Keller Easterling

Convergence 142 (co-curated with Joseph Grima and Beatrice Galilee) offered texts of forgotten or secret places from 142 artists and architects:

While not unique and never permanent, 307 Canal Street is one of the angriest places in New York City and a legendary place to get yelled at. There are several storefronts in the building, remarkable by itself for being a mid-19th century department store, frequented by Mary Todd Lincoln, boycotted for its abolitionist sympathies and once containing a Chinese nightclub. Among those, CK&L Hardware can be located by the sound of hollering and shouting. At CK&L, when customers approach the cash register with a question or with items to purchase, they are routinely humiliated, told that they have made a stupid choice that reflects a complete lack of skills, and reminded of all of the insipid, weak and affected aspects of their character. If they make the mistake of replying, they are then, with laser precision, evaluated for a more withering castigation. So matchless is CK&L that the slyest diplomat cannot distract them from their anger with any conventional ploy like sympathy, understanding, jocularity, good cop-bad cop routines or simple politeness. In fact, politeness in this situation is incendiary.

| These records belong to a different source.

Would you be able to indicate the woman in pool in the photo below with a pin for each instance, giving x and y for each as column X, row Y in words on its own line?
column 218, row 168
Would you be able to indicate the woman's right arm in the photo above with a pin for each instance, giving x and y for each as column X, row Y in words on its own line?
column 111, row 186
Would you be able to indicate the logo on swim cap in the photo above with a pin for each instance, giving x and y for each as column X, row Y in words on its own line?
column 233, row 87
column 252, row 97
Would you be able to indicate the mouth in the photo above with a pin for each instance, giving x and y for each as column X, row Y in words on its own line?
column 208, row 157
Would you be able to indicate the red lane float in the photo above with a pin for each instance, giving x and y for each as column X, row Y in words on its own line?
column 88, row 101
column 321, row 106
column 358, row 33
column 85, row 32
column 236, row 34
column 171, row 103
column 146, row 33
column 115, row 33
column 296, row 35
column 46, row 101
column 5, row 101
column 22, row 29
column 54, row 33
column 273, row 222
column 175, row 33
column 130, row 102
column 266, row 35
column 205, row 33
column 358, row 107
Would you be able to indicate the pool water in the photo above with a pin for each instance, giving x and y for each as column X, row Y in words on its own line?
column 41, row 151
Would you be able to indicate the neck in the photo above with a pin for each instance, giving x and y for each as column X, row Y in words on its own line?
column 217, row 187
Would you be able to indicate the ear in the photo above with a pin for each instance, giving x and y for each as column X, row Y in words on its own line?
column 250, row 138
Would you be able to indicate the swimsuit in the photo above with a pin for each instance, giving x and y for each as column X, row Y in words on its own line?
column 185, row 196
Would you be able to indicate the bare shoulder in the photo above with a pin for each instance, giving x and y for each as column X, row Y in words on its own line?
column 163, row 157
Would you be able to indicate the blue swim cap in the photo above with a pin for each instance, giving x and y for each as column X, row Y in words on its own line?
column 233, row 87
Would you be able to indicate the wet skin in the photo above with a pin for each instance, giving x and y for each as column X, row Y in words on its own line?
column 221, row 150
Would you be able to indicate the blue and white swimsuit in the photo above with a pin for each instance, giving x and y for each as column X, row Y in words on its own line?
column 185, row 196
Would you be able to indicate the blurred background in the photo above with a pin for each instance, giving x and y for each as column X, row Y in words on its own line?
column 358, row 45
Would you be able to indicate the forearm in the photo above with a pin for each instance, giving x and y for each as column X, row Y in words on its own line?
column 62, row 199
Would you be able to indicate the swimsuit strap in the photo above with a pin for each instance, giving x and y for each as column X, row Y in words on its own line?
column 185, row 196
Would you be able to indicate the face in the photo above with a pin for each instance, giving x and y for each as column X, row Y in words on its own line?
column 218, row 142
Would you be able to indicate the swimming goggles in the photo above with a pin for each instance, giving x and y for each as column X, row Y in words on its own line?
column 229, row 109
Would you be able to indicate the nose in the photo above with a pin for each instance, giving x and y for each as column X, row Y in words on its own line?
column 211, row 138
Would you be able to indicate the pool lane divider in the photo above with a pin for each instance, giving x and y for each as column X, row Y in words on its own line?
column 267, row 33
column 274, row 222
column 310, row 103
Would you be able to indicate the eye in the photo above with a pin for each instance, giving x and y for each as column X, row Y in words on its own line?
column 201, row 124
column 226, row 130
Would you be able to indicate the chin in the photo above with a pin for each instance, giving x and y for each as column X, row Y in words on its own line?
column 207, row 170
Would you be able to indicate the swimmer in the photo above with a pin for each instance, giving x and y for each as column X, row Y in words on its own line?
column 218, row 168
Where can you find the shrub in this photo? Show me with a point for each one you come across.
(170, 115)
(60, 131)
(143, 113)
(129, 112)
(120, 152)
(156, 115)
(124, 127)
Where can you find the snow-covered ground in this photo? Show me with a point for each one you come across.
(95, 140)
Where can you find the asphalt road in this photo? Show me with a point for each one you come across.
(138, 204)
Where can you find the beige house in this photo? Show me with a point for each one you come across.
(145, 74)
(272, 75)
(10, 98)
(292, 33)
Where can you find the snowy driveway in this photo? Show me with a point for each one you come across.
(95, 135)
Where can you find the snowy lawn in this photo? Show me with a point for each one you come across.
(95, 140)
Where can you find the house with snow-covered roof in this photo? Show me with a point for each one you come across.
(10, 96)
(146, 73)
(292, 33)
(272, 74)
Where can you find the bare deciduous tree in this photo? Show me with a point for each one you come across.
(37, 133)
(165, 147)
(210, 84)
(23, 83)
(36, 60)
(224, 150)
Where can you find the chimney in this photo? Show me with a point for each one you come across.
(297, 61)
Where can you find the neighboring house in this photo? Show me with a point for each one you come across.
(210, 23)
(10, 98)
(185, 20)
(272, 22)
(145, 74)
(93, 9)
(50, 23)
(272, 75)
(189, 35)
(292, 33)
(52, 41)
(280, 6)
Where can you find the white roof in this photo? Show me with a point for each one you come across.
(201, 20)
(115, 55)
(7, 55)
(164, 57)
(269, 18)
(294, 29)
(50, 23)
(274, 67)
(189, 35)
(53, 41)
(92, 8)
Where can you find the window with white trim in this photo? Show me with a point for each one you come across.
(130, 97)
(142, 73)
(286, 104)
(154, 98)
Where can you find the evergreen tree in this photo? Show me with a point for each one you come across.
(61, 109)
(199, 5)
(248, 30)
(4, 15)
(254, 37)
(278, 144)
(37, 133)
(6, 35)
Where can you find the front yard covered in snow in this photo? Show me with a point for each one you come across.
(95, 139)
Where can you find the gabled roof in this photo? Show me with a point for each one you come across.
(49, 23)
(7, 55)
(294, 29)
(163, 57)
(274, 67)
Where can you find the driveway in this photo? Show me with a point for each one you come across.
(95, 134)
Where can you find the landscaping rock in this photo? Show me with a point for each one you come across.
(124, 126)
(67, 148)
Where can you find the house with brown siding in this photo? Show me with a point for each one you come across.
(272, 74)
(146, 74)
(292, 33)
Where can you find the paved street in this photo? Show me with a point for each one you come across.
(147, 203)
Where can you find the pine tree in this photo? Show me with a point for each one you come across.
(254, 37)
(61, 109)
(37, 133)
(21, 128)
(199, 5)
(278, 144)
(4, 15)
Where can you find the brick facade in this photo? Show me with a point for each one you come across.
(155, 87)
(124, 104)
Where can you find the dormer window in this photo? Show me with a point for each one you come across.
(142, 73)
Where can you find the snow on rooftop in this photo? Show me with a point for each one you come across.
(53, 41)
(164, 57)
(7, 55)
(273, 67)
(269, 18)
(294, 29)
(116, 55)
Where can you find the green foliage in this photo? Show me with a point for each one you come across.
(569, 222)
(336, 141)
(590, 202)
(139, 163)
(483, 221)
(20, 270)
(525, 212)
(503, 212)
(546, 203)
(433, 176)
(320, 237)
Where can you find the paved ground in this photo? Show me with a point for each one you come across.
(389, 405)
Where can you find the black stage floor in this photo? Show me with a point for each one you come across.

It is not wise to hope to outsmart them, and if you manage to, or if the lion is simply tired of sinking his teeth into your flesh, he might instead have a taste for abusing one of the beleaguered employees. It is not the only store where you can crack the door and hear the mutterings of an ancient family fight or a rancid voice screaming, “drop dead you stupid jerk,” or “shut your bit fat trap!” It goes without saying (perhaps it is even cliché) that all of this is, very reassuring. It is not just that, in its immediacy, it is much funnier than, say, Fawlty Towers. And it is not about preemptive nostalgia for the days before “people skills” and “quality management” practices. It is just an example of a very stable urban disposition where there are no dangerous binary political enemies, but rather a number of people of all sorts who really can’t stand each other and are able to speak to each other with perfect anonymity and intimacy.